A Pichón Bucelli i.m.

Esa mañana cuando me levanté, los mayores hacía horas que andaban en sus tareas. Luego del tazón abundante de leche recién ordeñada, que ostentaba su gordura con su crema nadando sobre el café, y rodajas de pan casero y manteca batida por la tía, salí hacia el patio que rodeaban unas hileras simétricas de naranjos. Había llovido mucho a la noche, yo lo había oído sobre el techo de chapas delatoras y arrullantes. En un espacio amplio entre dos potreros, la profusa gramilla había retenido el agua y la llovizna que pugnaba por aparecer creaba un paisaje bello y fantasmagórico al que se iba sumando el sol que con su sangre producía una cremallera roja sobre el alfalfar tan verde y presuntuoso.

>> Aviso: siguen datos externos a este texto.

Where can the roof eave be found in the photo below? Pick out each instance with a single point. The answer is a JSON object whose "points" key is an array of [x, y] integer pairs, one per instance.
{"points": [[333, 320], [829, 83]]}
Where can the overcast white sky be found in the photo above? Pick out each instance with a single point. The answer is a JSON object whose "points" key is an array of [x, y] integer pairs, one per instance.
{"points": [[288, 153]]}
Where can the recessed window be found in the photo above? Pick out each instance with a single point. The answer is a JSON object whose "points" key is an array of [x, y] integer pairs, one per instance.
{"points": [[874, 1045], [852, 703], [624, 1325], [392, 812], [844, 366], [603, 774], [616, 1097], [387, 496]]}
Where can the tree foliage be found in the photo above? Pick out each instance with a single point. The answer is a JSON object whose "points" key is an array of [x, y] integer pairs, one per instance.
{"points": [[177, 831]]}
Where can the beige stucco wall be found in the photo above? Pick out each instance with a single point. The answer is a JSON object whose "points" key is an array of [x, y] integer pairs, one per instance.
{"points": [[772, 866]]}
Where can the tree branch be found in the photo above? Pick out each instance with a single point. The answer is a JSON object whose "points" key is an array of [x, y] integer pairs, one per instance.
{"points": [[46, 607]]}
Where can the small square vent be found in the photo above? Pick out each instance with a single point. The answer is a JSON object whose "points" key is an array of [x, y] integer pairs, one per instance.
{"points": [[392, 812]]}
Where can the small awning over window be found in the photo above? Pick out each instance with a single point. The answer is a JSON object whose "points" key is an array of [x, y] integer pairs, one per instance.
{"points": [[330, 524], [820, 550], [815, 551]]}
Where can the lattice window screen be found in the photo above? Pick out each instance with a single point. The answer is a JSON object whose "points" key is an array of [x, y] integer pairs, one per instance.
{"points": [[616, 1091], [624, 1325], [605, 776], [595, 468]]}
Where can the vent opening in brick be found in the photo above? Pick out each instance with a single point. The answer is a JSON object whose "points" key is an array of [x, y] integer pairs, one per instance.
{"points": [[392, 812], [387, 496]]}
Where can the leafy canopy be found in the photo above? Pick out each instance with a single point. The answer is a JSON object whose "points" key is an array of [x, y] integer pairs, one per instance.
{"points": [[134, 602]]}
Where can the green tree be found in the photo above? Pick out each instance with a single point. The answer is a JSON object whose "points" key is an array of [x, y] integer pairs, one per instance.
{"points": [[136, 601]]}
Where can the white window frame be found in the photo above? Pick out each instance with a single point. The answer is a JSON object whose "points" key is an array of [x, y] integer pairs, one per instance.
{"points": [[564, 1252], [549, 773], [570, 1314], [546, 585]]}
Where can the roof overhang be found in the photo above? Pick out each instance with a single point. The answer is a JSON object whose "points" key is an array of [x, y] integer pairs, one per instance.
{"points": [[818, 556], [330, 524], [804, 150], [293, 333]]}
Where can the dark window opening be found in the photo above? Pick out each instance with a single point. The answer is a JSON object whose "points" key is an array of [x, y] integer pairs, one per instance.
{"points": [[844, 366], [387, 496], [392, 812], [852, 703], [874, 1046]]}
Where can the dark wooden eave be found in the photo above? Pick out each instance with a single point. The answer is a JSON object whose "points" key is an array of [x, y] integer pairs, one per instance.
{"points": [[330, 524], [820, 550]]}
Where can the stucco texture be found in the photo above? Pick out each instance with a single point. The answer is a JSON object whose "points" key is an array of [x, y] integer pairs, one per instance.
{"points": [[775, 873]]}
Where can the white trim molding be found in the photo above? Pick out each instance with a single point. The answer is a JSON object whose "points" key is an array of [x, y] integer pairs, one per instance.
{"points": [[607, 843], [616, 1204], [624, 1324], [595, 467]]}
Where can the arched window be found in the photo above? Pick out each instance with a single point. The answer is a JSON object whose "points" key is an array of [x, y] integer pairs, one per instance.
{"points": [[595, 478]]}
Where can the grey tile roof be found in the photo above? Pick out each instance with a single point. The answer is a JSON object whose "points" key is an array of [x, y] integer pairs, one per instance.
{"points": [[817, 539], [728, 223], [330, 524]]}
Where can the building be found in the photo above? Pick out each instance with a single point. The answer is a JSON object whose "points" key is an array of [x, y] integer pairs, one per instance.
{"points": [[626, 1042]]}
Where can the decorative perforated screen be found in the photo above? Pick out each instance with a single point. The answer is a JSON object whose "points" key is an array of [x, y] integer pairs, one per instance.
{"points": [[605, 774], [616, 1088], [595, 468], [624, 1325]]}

El exceso de lluvia nocturna, la monotonía en el cinc que arrulla y adormece, ponen en movimiento un mecanismo que activa la memoria y la asocia a esa gramilla que luego pisarían los potrillos cuando los cambiaran de corral, para separarlos de sus madres para que estas pastaran más libres sin las urgencias de las crías colgándose de sus tetas, que manaban una leche cristalina que nos hacían beber tibia para quitarnos el catarro las abuelas.

Es una asociación tal vez no tan libre, más bien ya automatizada en una lluvia, cinc y gramilla, como la que dejaba a esos potrillitos corriendo y trizando el agua por el aire como un puñado de vidrio que haría una implosión de gorriones sobre la quinta verde y roja de pimientos; esa quinta con su bomba que chorreaba, con su charco donde libaban las mariposas, los surcos de esos tomatales que iban en rodajas a la fuente con sus hojas fragantes de lechuga verde o rúcula amarga y presurosa.

Hacia el norte una larga hilera de conejeras, con sus ruidosas familias de conejos blancos o grises, inmensos como liebres patagónicas. El resto del reino de esa pequeña chacra que fue mi mundo, mi universo maravilloso que no me abandonará mientras esté caminando este mundo y con seguridad esas imágenes bucólicas con sus chiqueros de cerdos gritones y el balar cansino de las ovejas, el ladrido de los perros o el relincho de un caballo saltando la niebla del potrero y del recuerdo como un cuchillo alegre antes de que cayéramos bajo el sueño como esas brevas que no dan más de maduras y caen de su propio peso como senos maravillados de existir con su goteo de leche esplendorosa.